Ce qu’il nous reste du cinéma, ce que l’on en retient, ce sont les noms. À l’image du walk of fame pavé d’étoiles serties de patronymes de réalisateurs, réalisatrices, acteurs, actrices, ce qui construit notre mémoire du septième art, plus que les images, paradoxalement, ce sont ces noms d’abord exhibés en générique de début, aujourd’hui cachés comme ennuyeux dans le déroulé de la fin. La politique des auteurs développée par les critiques français dans les années 50 n’a fait qu’accentuer cette idolâtrie du patronyme, cette création du génie réalisateur, cette consécration de l’Auteur, le seul et l’unique important dans l’œuvre. C’est ainsi que David Fincher, pour son regard vers l’industrie Hollywoodienne, titre son film avec un nom, ou du moins avec un surnom, pour construire une légende, une bien plus oubliée, celle de Mank, Herman J. Mankiewicz, scénariste à Hollywood mais surtout du film si culte, si connu pour son aspect révolutionnaire : Citizen Kane d’Orson Welles.

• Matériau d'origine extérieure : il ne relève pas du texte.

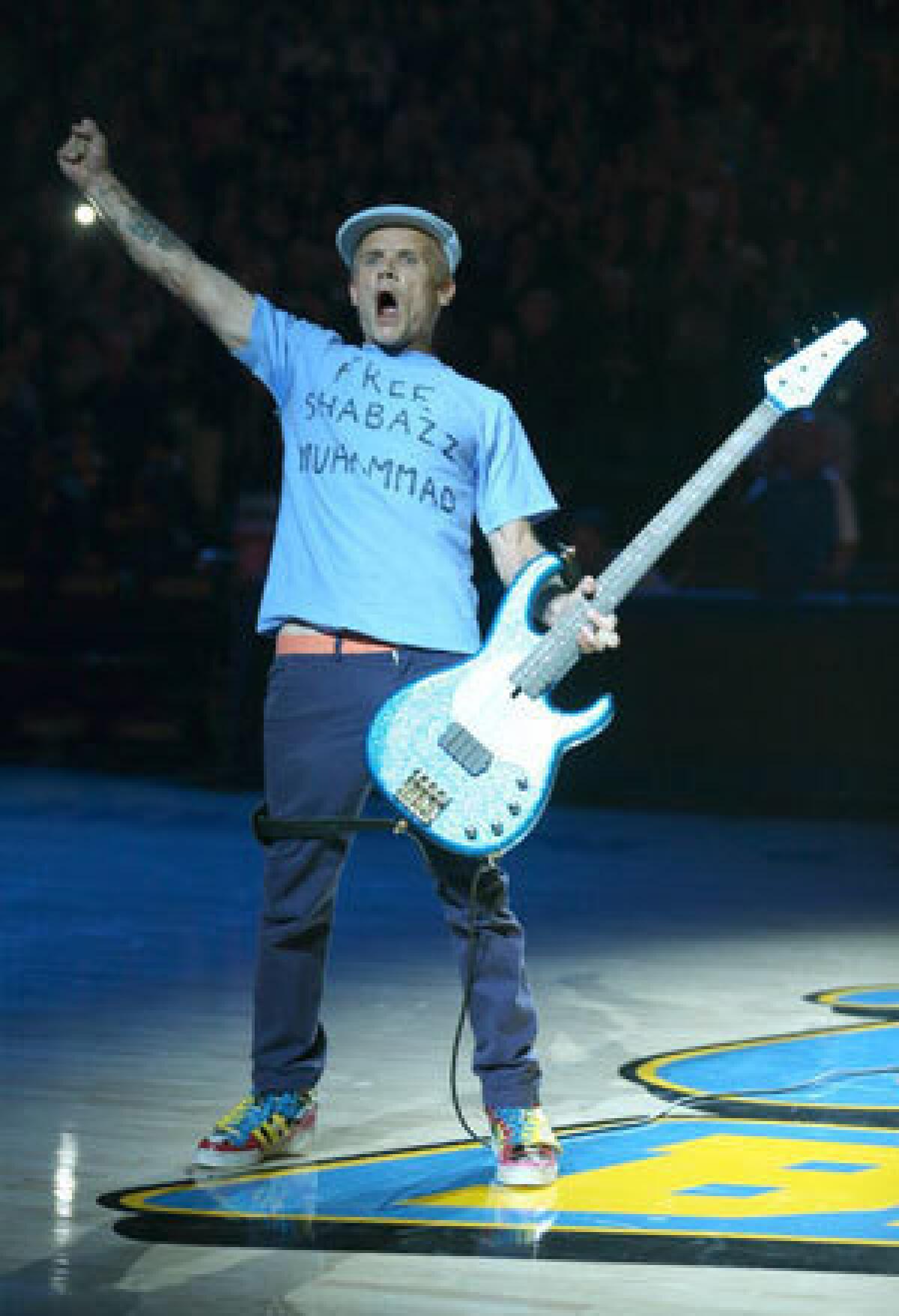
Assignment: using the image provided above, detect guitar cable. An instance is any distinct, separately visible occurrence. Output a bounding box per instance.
[449,860,496,1147]
[252,804,899,1147]
[449,860,899,1150]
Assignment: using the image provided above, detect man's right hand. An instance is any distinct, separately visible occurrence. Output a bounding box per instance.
[57,118,255,350]
[57,118,109,192]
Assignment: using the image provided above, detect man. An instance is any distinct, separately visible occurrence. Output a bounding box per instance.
[58,118,617,1184]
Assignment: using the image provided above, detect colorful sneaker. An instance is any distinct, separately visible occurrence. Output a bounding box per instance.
[487,1105,562,1187]
[193,1092,316,1170]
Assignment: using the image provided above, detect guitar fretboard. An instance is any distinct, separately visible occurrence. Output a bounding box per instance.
[512,397,783,698]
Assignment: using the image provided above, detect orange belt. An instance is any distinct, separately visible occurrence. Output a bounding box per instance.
[275,630,396,654]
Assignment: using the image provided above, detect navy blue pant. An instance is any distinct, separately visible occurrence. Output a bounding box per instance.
[252,649,539,1105]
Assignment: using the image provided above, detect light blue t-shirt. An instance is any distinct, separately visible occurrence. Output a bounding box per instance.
[235,298,555,653]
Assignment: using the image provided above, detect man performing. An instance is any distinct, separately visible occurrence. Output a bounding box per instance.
[58,118,617,1184]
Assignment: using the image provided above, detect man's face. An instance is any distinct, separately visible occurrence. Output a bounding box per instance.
[350,228,455,353]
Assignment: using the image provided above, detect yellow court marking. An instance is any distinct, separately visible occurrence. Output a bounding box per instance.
[632,1020,896,1112]
[405,1133,899,1229]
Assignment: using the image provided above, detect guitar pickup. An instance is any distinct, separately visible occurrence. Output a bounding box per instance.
[396,769,450,827]
[437,722,494,776]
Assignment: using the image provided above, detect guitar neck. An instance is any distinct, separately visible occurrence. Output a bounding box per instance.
[584,397,783,613]
[515,397,783,696]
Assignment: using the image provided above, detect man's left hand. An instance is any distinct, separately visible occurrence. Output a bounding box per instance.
[546,576,621,654]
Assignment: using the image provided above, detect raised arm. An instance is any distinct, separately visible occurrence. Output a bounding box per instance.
[57,118,254,348]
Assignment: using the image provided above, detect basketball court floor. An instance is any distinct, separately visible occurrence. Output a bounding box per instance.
[0,769,899,1316]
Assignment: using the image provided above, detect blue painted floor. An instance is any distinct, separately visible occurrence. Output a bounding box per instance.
[0,770,899,1316]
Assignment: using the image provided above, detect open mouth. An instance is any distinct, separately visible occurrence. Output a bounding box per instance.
[378,289,400,325]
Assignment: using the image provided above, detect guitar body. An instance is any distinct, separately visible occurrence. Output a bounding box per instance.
[367,554,614,857]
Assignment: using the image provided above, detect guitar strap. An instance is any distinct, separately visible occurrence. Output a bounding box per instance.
[250,803,412,845]
[250,543,583,845]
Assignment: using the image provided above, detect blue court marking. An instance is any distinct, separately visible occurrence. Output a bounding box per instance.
[626,1022,899,1117]
[117,1119,899,1246]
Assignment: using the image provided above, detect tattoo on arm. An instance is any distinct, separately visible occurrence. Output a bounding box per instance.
[89,179,188,251]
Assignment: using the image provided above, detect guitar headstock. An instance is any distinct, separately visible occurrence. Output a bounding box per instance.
[765,320,868,411]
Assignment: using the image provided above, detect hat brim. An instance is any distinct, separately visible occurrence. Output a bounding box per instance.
[337,205,462,274]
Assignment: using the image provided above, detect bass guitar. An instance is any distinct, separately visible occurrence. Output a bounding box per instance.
[367,320,868,858]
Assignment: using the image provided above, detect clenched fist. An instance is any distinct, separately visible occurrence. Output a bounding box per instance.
[57,118,109,191]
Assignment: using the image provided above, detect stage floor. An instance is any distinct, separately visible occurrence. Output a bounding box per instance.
[0,769,899,1316]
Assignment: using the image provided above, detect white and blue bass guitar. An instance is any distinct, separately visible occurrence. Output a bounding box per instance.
[367,320,868,857]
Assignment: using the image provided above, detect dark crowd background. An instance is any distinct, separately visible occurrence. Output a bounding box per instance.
[0,0,899,794]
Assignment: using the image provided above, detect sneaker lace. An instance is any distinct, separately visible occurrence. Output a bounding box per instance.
[491,1105,560,1150]
[216,1096,259,1133]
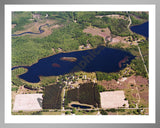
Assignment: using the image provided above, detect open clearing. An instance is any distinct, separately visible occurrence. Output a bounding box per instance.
[100,91,129,109]
[12,20,60,37]
[13,94,42,112]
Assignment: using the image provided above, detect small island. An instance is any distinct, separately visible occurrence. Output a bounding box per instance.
[60,57,77,62]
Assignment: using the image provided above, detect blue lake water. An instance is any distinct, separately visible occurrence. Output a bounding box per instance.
[12,46,134,83]
[130,21,149,38]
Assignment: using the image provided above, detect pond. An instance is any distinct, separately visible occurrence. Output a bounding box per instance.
[12,46,135,83]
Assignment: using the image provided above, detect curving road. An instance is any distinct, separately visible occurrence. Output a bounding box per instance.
[12,24,49,36]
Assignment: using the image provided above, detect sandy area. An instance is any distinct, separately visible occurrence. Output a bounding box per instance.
[13,94,42,112]
[100,91,129,109]
[83,27,111,38]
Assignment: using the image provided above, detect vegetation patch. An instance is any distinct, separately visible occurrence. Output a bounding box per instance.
[42,84,63,109]
[65,83,100,107]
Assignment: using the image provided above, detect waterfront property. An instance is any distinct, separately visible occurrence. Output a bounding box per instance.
[13,94,42,112]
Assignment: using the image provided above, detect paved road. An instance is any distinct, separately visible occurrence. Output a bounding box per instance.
[137,45,148,75]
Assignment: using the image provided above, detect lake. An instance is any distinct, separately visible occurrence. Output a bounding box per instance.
[130,21,149,39]
[12,46,135,83]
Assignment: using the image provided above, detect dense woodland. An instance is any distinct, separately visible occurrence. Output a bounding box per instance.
[12,12,148,89]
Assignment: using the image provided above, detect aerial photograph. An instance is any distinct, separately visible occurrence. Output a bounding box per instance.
[11,11,149,116]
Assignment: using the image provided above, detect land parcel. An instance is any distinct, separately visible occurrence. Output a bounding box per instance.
[100,91,129,109]
[13,94,42,112]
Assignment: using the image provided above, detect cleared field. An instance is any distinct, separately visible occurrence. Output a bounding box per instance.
[13,94,42,112]
[83,27,111,39]
[100,91,129,109]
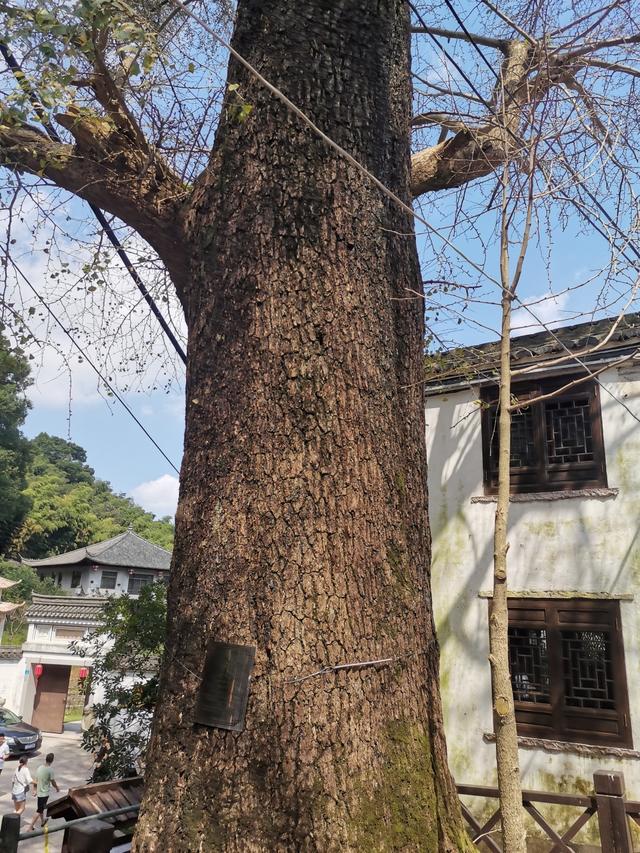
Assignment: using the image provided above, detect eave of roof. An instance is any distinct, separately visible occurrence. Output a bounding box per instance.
[25,594,104,625]
[425,313,640,394]
[23,530,171,572]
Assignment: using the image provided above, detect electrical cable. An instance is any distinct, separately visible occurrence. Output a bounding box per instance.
[9,258,180,475]
[0,41,187,364]
[169,0,640,423]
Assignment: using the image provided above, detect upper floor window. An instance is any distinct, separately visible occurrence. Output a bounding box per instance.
[127,572,153,595]
[482,376,607,494]
[100,570,118,589]
[509,598,631,746]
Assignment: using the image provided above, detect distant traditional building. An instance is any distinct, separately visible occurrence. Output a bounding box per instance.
[0,530,171,732]
[23,528,171,595]
[0,577,22,637]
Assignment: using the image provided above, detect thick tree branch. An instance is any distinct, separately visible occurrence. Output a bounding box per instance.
[411,27,508,52]
[0,120,187,289]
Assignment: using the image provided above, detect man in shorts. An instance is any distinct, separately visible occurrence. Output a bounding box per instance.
[11,755,36,814]
[29,752,60,832]
[0,734,11,773]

La scène d’ouverture du film introduit immédiatement cette question du nom lié au culte. Herman Mankiewicz est conduit entièrement plâtré presque dissimulé, puis il est alité et on lui fait la présentation de son entourage. Lui-même, on ne sait pas qui il est, son nom n’est que celui que nous avons vu au générique alors qu’Orson Welles, physiquement absent, est pesamment présent dans la discussion, mentionné à plusieurs reprises par son simple prénom « Orson ». Alors qu’il apparaît pour la première fois, au téléphone, il est immédiatement iconisé par la voix incroyable de son interprète mais aussi par la mise en scène avec cette plongée en gros plan de lui de dos, entièrement nappé de pénombre. Intimidant, géant, il est à la hauteur de sa légende déjà tatouée dans tous les esprits alors que Mank est allongé, dans la moitié inférieure de l’écran, vulnérable et diminué à notre regard. Le plan suivant présente un Welles en contre-plongée et nimbé de lumières, dans une loge. Il est le cinéma, il est une pure star auréolée d’étoiles électriques, il est ce que notre regard veut voir : un mythe, une icône. Mank, au contraire, n’est rien de tout cela car, après tout, il n’est qu’un homme majoritairement non-crédité. Le récit du film a pour ambition de dévoiler les noms, de montrer ce qui se cache derrière ces listes que l’on débite.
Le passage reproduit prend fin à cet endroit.